142    Verzoekster betwist deze uitlegging en betoogt dat de Commissie niet wijst op enige bevoegdheid die verder gaat dat een zekere commerciële invloed die iedere leverancier, groot dan wel exclusief, bezit, en met enkele essentiële details geen rekening houdt. Volgens haar was de distributieovereenkomst al zeer lang van kracht voordat zij indirect haar commanditaire deelneming verkreeg en is ná die verwerving noch de overeenkomst noch de wijze waarop deze in praktijk functioneerde gewijzigd. Bovendien zou de distributieovereenkomst alleen betrekking hebben gehad op bepaalde producten van Weichert en had Weichert deze overeenkomst kunnen opzeggen en een andere leverancier kunnen vinden, hetgeen zij na 2002 heeft gedaan.

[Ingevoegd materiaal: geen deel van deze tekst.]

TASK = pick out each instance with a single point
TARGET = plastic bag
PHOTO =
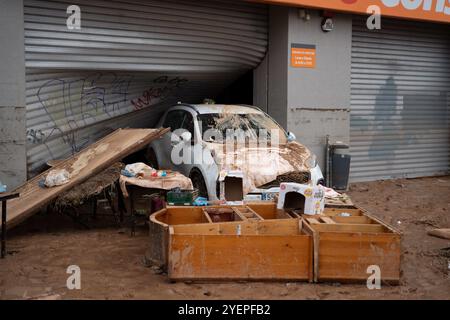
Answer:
(57, 177)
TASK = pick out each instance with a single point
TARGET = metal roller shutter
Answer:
(400, 98)
(129, 60)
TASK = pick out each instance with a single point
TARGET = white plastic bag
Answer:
(57, 177)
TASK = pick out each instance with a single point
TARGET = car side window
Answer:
(188, 123)
(174, 119)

143    Wat in de eerste plaats het feit betreft dat de distributieovereenkomst eerder bestond en sinds 1994, de datum waarop WAL door verzoekster is verworven, door verzoekster niet gewijzigd kon worden, heeft verzoekster in haar schriftelijke stukken haar argumentatie niet inhoudelijk gepreciseerd en alleen gesteld dat deze constatering „in schril contrast staat met punt 382 van de bestreden beschikking” dat vermeldt dat de vennotenovereenkomst en de distributieovereenkomst een „gemeenschappelijk doel hebben”.

144    In punt 382 van de bestreden beschikking geeft de Commissie aan dat de vennotenovereenkomst en de distributieovereenkomst een gemeenschappelijk doel nastreefden om bananen in Noord-Europa in te voeren en te verhandelen binnen het wettelijke kader dat in de Gemeenschap geldt. Dit enkele feit wordt op geen enkele wijze weersproken door de vaststelling dat de distributieovereenkomst eerder bestond en sinds 1994 niet gewijzigd was.

145    De overwegingen van temporele aard van verzoekster kunnen in elk geval niet afdoen aan de conclusies van de Commissie die zijn gebaseerd op haar oordeel over de strekking van de overeenkomst.

146    Verzoekster heeft ook naar artikel 14 van de distributieovereenkomst verwezen, waarin werd bepaald dat „partijen bij de onderhavige overeenkomst onafhankelijke contractanten waren en geen enkele contractvoorwaarde zodanig kon worden uitgelegd dat partijen op grond daarvan partners, onderdeel van een gemeenschappelijke onderneming of vennoten van welk ander soort, aard of type onderneming worden”. Weliswaar betwist de Commissie niet dat deze overeenkomst sinds 1994 ongewijzigd is gebleven, maar wel staat vast dat Del Monte door in 1994 WAL en haar deelneming in Weichert te kopen, stille vennoot van die laatste onderneming is geworden.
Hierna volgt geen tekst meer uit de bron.